Der Ofen funktioniert wieder – Albanien Teil 4

März 2021

Damit wir nicht den gleichen Weg zurück vom Valbonatal nehmen müssen, fahren wir diesmal auf der SH23 nach Kukës. Tolle Strasse, schöne Landschaft und Wahnsinns-Gefälle von 1%! Von Kukës nach Peshkopi wurde der Verlauf der Hauptstrasse geändert und diese führt nun nicht mehr dem Fluss «Drini i Zi» (Black Drin) entlang. Die alte (nicht asphaltierte) Strasse im Flusstal ist immer noch in Gebrauch und wird auch in Stand gehalten. Gleich zu Beginn windet sich die Strasse in Serpentinen den Felsen entlang hinab zum Fluss. Dabei steigt Carole’s Adrenalinlevel schon beträchtlich an und wir sind froh, dass uns niemand entgegen kommt. Kurz bevor wir unten ankommen, werden wir bei einem allein stehenden Haus zum Kaffee eingeladen. Diese Einladung nehmen wir gerne an. Unsere Albanisch-Kenntnisse sind schnell aufgebraucht, so findet die Kommunikation hauptsächlich per Google translate statt. Es bleibt nicht nur beim Kaffee, denn natürlich gibt es noch selbstgebrannten Rakia und wir werden auch noch zum Abendessen eingeladen. Dazwischen besichtigen wir die zwei Kühe mit Kalb und den Garten, wo wir mit dem Magirus übernachten dürfen.

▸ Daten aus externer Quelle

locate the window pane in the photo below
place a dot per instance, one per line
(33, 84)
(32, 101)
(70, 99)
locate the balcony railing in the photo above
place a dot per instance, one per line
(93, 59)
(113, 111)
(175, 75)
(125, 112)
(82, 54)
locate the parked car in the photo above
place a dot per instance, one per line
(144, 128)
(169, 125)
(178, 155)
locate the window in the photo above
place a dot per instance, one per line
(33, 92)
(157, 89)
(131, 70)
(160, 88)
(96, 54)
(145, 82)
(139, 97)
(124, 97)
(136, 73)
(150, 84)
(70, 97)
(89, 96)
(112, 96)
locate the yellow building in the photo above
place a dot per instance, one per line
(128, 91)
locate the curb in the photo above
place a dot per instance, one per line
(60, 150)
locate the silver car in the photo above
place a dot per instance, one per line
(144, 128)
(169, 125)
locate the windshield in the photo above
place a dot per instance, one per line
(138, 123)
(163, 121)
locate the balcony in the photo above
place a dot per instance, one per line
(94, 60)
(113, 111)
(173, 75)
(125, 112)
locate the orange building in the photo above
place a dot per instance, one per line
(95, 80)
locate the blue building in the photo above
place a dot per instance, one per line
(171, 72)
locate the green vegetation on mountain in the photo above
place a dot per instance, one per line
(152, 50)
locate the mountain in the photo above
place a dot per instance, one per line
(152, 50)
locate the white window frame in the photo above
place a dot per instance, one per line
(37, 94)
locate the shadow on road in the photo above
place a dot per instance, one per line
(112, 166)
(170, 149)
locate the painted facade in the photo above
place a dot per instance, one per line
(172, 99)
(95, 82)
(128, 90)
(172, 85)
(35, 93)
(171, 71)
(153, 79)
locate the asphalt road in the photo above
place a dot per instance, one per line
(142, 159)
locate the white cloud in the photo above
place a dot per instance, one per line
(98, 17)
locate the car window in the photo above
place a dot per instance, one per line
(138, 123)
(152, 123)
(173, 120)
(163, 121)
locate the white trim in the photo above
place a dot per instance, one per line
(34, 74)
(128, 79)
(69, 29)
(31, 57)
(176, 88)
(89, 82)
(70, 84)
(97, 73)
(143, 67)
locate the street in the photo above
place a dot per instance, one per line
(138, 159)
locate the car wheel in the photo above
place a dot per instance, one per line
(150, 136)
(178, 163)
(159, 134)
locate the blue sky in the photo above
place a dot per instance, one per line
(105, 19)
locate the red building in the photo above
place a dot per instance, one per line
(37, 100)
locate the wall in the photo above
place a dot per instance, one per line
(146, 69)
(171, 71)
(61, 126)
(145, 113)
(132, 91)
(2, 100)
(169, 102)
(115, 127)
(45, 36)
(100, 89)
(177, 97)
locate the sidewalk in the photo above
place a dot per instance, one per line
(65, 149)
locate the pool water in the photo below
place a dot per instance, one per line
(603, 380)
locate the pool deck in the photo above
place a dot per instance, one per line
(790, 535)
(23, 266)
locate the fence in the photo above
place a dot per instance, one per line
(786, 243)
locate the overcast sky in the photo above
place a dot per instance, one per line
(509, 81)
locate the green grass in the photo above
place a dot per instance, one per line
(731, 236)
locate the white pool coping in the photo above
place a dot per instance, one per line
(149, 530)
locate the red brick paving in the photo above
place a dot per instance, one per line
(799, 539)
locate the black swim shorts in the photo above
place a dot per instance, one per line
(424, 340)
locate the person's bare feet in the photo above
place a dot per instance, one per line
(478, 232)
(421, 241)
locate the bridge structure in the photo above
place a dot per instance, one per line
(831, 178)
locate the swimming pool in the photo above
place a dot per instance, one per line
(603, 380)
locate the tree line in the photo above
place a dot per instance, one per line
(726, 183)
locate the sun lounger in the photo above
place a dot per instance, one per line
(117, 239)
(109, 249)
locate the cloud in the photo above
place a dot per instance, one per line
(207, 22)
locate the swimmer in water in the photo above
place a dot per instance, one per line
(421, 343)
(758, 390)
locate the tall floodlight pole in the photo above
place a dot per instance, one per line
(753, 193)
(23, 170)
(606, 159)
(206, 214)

Da die Nächte noch recht kalt sind, wird im Ofen im Wohnraum ein Feuer entzündet. Diese glimmt nur vor sich hin und aus den Ritzen des Ofens steigt ab und zu Rauch auf. André als alter Pfadfinder ist damit nicht zufrieden und entfacht kurzerhand das Feuer mit etwas Zeitung und kleinen Holzstücken. Doch sobald er das Ofentor wieder schliesst, zeigt sich, warum der Gastgeber nur einen kleinen Glimmbrand entfacht hat: Es raucht aus allen Löchern und der Raum wird innert Sekunden unbewohnbar… So wird der Raum evakuiert und wir setzen uns in den Nebenraum. André entschuldigt sich für das Malheur und erfragt den Zustand des Kamins. Dabei stellt sich heraus, dass der Gastgeber zwar die Rohre im Innenraum gereinigt hat, sich jedoch nicht traut, aufs Dach zu steigen um auch den Kamin zu reinigen. Trotz Protesten holt André seine Stirnlampe und steigt, unter Beobachtung der ganzen Familie, über die Holzleiter aufs neu renovierte Wellblechdach. Der Kamin besteht aus ausgeschlagenen Backsteinen, wie wir dies in Albanien noch öfter gesehen haben. Mit Hilfe eines langen Astes ist der Kamin kurze Zeit später wieder frei. Der Ofen funktioniert nun wieder einwandfrei und entsteht eine angenehme Wärme im vorher eher ungemütlich kalten Raum. Noch Tage später ruft uns der Gastgeber per WhatsApp Videocall an und zeigt uns hocherfreut, wie gut der Ofen funktioniert und was sie alles darauf kochen. Wir im Gegenzug sind froh, uns für die grosse Gastfreundschaft etwas revanchieren zu können.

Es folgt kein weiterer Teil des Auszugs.